Diese läuft dann allerdings nach erwartbarem Muster ab: Langsame Annäherung, zwischenzeitlich Sand im Getriebe durch Nebenbuhler und Co., dann das Wagnis Beziehung und in der Schlussphase dann nochmal der Clash der Lebensentwürfe, damit das alles nicht zu reibungslos läuft. Auch die Nebenfiguren erfüllen klassische Funktionen: Die gemeinsame Jugendfreundin und jetzige rechte Hand von Sasha, Veronica (Michelle Buteau), hilft beim Überwinden der Animositäten, Papa Harry ist der weise, verständnisvolle Ratgeber, der vom Sohn gern als Ausrede fürs Daheimbleiben genutzt wird und als komödiantische Akzentgeber sind neben der verpeilten Jenny auch noch Marcus‘ Bandkollegen dabei. Kleine Details, etwa dass die vietnamesischstämmige Sasha von Marcus‘ Mutter das koreanische Kochen gelernt hat, verorten das Ganze leicht in der Kultur der Asian Americans, insgesamt ist das Ganze aber doch eine sehr universale RomCom.
Als solche will „Always Be My Maybe“ eben nicht nur romantisch, sondern auch komisch sein und das gelingt Regisseurin Nahnatchka Khan recht gut. Zu den Highlights gehören Sashas Ausraster bei einer Party (leider schon im Trailer verbraten), die Auftritte von Hello Peril und die Gastrolle von Keanu Reeves, der sich selbst spielt.
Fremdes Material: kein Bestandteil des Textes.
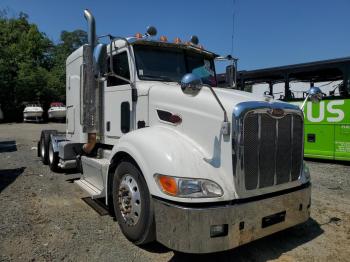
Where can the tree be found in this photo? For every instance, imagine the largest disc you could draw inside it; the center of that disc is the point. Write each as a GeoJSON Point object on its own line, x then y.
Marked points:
{"type": "Point", "coordinates": [32, 68]}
Also eine Hollywoodschnösel-Version seiner selbst, mit welcher der Actionstar Selbstironie beweist. Seinem Auftritt wird im Anspannsong nochmal Tribut gezollt, der gleich noch die wesentlichen Actionrollen von Reeves in „Speed“, den „Matrix“-Filmen, der „John Wick“-Reihe und „Point Break“ anzitiert. Die meisten Gags sind dann doch eher die nette Schmunzelklasse, die Dialoge sind durchaus gewitzt, aber auch nicht so zitierfähig wie in den besten Beispielen der Romantic Comedy.
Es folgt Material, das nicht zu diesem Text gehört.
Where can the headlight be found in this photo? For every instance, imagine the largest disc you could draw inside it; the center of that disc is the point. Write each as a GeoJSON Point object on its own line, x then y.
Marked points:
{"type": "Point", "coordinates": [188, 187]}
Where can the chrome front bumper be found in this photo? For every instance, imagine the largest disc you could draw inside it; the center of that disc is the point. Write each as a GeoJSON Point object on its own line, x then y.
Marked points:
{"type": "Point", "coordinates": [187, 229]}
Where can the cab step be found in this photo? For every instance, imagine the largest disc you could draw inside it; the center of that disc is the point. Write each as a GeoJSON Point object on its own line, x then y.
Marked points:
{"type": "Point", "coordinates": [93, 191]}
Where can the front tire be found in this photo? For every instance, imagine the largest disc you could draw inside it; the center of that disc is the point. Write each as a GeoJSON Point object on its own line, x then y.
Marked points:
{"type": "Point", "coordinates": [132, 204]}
Dafür sind Ali Wong als Karrierefrau und Randall Park als sympathischer Schluffi in ihren Rollen stark und haben auch miteinander die entsprechende Chemie für die komplizierte Romanze zweier Menschen, die (auch ihrem Umfeld zufolge) füreinander bestimmt sind, aber erstmal ihre Unterschiede und vergangene Kränkungen überwinden müssen. Sie heben ihre Rollen merklich über einfache Schablonen hinaus und harmonieren miteinander, sodass man merkt, dass es für beide ein Herzensprojekt war. Keanu Reeves schob seine Szenen während einer Drehpause von „John Wick 3“ ein und gestaltete seine Rolle mit; auch ihm merkt man den Spaß an und die Freude für das Projekt an. In Nebenrollen setzen bekannte Gesichter wie James Saito und Charlyne Yi kleine Akzente, Michelle Buteau ist solider Support, nur Daniel Dae Kim als Karriere-Schmierlappen und Vivian Bang als New-Age-Hippie kommen eindimensional und klischeehaft rüber.
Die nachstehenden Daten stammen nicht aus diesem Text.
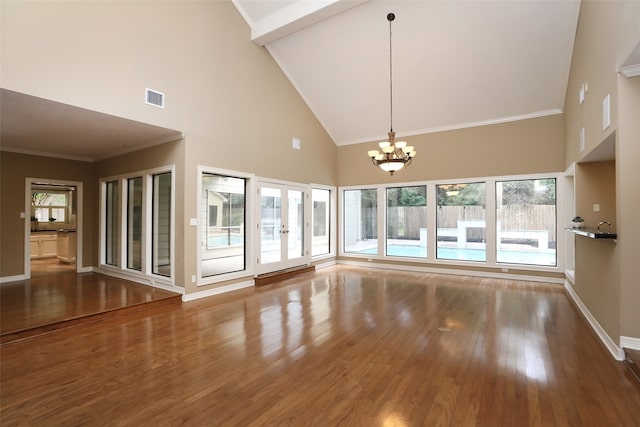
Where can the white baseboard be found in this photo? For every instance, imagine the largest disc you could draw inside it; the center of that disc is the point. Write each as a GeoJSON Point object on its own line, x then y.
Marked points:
{"type": "Point", "coordinates": [7, 279]}
{"type": "Point", "coordinates": [326, 264]}
{"type": "Point", "coordinates": [630, 343]}
{"type": "Point", "coordinates": [218, 291]}
{"type": "Point", "coordinates": [610, 344]}
{"type": "Point", "coordinates": [473, 273]}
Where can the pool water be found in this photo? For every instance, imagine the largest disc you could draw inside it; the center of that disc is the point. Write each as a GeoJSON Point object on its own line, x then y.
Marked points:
{"type": "Point", "coordinates": [470, 254]}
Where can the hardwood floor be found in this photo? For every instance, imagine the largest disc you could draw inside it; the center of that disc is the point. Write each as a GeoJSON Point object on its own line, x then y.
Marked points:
{"type": "Point", "coordinates": [341, 346]}
{"type": "Point", "coordinates": [61, 298]}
Für die große Offenbarung im RomCom-Genre fehlt es „Always Be My Maybe“ dann vielleicht an erzählerischer Frische und einer höheren Gagdichte, dank der sympathischen Hauptdarsteller, der amüsanten Musikeinlagen von Hello Peril und des glaubwürdigen Down-to-Earth-Tons der Romanze ist das Ganze eine sympathische Angelegenheit, gerade in Zeiten, in denen das Genre der Romantic Comedy kaum noch im Kino stattfindet und auf Streamingdiensten oft mit sehr durchwachsenem Ergebnis.